Factors that need to be included in a TCO analysis is switching costs; most people remember to include the costs of switching to something, but forget to include the extremely important costs of switching away from it later. As noted in ???, Linux Adoption in the Public Sector: An Economic Analysis by Hal R. Varian and Carl Shapiro (University of California, Berkeley; 1 December 2003), “a system that will be difficult to switch away from in the future, in part because the lock-in associated with using such a system[,] will reduce their future bargaining power with their vendor. Vendors always have some incentive to make it difficult for users to switch to alternatives, while the users will generally want to preserve their flexibility. From the user’s viewpoint, it is particularly important to make sure that file formats, data, system calls, APIs, interfaces, communication standards, and the like are well enough documented that it is easy to move data and programs from one vendor to another.” Obviously, someone who elects to use a proprietary program that locks them into that specific program will almost certainly pay much higher prices in future updates, because the vendor can exploit the user’s difficulty in changing.
Clearly, if one product is significantly more productive than another where it’s used, it’s worth paying more for it. However, it’s clear that at least for major office tasks, GNU/Linux systems are about as usable as Windows systems. For example, one usability study comparing
GNU/Linux to Microsoft Windows XP found that it was almost as easy to perform most major office tasks using GNULinux as with Windows: “Linux users, for example, needed 44.5 minutes to perform a set of tasks, compared with 41.2 minutes required by the XP users. Furthermore, 80% of the Linux users believed that they needed only one week to become as competent with the new system as with their existing one, compared with 85% of the XP users.” The detailed report (in German) is also available.
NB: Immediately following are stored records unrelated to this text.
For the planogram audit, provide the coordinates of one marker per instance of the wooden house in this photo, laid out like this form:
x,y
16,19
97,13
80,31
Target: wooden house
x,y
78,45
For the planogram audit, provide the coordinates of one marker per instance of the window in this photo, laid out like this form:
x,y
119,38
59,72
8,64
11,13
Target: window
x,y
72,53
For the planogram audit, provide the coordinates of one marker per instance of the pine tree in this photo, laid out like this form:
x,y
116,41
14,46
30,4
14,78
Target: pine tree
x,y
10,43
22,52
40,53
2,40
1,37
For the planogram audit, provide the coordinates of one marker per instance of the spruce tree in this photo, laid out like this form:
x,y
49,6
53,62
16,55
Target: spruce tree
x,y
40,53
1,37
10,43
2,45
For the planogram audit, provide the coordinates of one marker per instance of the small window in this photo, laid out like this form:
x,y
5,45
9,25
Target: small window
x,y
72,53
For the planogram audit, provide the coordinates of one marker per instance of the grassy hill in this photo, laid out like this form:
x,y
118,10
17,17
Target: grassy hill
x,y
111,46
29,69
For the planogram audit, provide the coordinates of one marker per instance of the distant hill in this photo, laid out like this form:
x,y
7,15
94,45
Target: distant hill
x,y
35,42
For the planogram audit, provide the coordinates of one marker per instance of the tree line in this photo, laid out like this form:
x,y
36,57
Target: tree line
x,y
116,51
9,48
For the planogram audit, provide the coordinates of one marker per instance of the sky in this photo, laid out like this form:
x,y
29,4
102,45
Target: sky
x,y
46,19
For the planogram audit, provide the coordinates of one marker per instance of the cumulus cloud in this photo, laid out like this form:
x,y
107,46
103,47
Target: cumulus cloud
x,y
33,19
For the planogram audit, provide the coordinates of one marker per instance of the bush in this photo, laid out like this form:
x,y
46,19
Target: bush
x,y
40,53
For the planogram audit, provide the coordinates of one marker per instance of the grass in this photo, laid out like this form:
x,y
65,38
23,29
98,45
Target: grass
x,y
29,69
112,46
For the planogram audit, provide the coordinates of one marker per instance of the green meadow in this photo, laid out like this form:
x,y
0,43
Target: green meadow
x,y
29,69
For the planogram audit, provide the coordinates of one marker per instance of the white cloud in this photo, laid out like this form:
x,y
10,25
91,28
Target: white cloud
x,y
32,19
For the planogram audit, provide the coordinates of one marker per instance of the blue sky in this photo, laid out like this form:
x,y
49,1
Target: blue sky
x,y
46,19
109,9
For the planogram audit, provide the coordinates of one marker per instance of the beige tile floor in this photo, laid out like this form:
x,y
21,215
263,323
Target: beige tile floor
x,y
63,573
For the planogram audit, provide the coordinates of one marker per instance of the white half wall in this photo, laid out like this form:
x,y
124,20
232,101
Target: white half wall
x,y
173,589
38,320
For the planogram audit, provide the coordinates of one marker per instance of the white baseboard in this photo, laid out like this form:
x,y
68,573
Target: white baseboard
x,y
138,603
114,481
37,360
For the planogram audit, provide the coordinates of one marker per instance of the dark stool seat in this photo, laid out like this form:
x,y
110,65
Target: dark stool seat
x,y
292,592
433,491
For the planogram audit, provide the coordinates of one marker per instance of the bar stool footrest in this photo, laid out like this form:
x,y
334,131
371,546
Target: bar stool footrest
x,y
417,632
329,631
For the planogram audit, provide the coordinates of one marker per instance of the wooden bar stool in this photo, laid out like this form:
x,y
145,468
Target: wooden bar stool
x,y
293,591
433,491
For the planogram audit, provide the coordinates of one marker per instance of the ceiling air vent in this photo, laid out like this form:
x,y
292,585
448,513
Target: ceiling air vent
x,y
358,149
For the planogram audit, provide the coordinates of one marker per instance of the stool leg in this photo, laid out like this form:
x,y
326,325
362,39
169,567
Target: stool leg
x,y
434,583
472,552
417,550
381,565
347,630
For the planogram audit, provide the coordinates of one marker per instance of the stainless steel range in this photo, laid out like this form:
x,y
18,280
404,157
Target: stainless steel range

Does this mean that OSS/FS always have the lowest TCO? No! As I’ve repeatedly noted, it depends on its use. But the notion that OSS/FS always has the larger TCO is simply wrong.
8. Non-Quantitative Issues
In fairness, I must note that not all issues can be quantitatively measured, and to many they are the most important issues. The issues important to many include freedom from control by another (especially a single source), protection from licensing litigation, flexibility, social / moral / ethical issues, and innovation.